- Directed by: Sudhanshu Sahu
- Written by: Ranjit Patnaik
- Produced by: Sitaram Agrawal
- Starring: Babushaan Mohanty Sheetal Patra Harihara Mahapatra
- Music by: Bikash Das
- Production company: Sarthak
- Release date: 18 October 2015;
- Running time: 160 minutes
- Country: India
- Language: Odia

= Bhala Pae Tate 100 Ru 100 =

Bhala Pae Tate 100 Ru 100 is a 2015 Indian Odia language action comedy film directed by Sudhanshu Sahu. Babushan and Sheetal Patra play the lead roles in the film.

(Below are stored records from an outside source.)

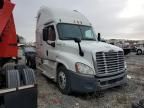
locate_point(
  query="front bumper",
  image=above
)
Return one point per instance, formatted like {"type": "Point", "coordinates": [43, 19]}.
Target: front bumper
{"type": "Point", "coordinates": [86, 84]}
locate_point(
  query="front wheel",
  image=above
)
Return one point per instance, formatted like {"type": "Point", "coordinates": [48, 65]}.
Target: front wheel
{"type": "Point", "coordinates": [63, 80]}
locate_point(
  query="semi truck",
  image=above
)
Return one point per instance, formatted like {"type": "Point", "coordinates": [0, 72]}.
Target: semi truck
{"type": "Point", "coordinates": [70, 53]}
{"type": "Point", "coordinates": [17, 81]}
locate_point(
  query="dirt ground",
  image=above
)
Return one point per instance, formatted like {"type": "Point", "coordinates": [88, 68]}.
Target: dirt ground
{"type": "Point", "coordinates": [119, 97]}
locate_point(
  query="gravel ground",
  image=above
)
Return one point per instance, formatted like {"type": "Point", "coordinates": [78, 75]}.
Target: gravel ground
{"type": "Point", "coordinates": [119, 97]}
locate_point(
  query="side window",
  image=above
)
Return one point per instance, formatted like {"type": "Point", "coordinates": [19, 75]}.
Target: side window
{"type": "Point", "coordinates": [49, 33]}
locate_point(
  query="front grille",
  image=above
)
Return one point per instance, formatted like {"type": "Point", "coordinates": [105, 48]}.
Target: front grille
{"type": "Point", "coordinates": [109, 62]}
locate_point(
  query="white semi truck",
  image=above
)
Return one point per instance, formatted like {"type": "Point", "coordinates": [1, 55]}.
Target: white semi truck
{"type": "Point", "coordinates": [70, 53]}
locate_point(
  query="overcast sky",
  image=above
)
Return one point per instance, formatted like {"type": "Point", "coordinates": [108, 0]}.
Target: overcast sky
{"type": "Point", "coordinates": [112, 18]}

The movie is a remake of 2007 Kannada movie Krishna whose second half was based on the 2002 Tamil movie Unnai Ninaithu.

==Plot==
An orphan named Babushan, who works as TV anchor in one of the most popular shows on Sarthak TV, lives in rent with Hari. All goes well for Babushan until he rejects the advances of his landlord's daughter; the reasons for his actions become clear as this story unfolds.

==Cast==
- Babushan as Rahul
- Sheetal as Puja/Priya
- Suryamayee Mahapatra as Sudha
- Harihara Mahapatra as Dilkhush
- Prutiviraj Nayak
- Amit Pani
- Debashis Parta
- Pupul Bhuyan

==Box office==
The film did a good business in theatres across Odisha and declared as Hit. It was well received by the Audience and given positive reviews from critics.

== Soundtrack ==

Original Tracklist
| No. | Title | Artist(s) | Length |
|---|---|---|---|
| 1. | "Title Song" | Namita Agrawal, Sourin Bhatt |  |
| 2. | "Bhala Pae Mun Tate Sahe Ru Sahe" | Sourin, Namita Agrawal |  |
| 3. | "Mayabini Bana Jochhana" | Babushan |  |
| 4. | "Jete Thara Tu Pacharu Mote" | Saurin, Namita Agrawal |  |

==Release==
Bhala Pae Tate 100 ru 100 was released during Durga Puja on 18 October 2015.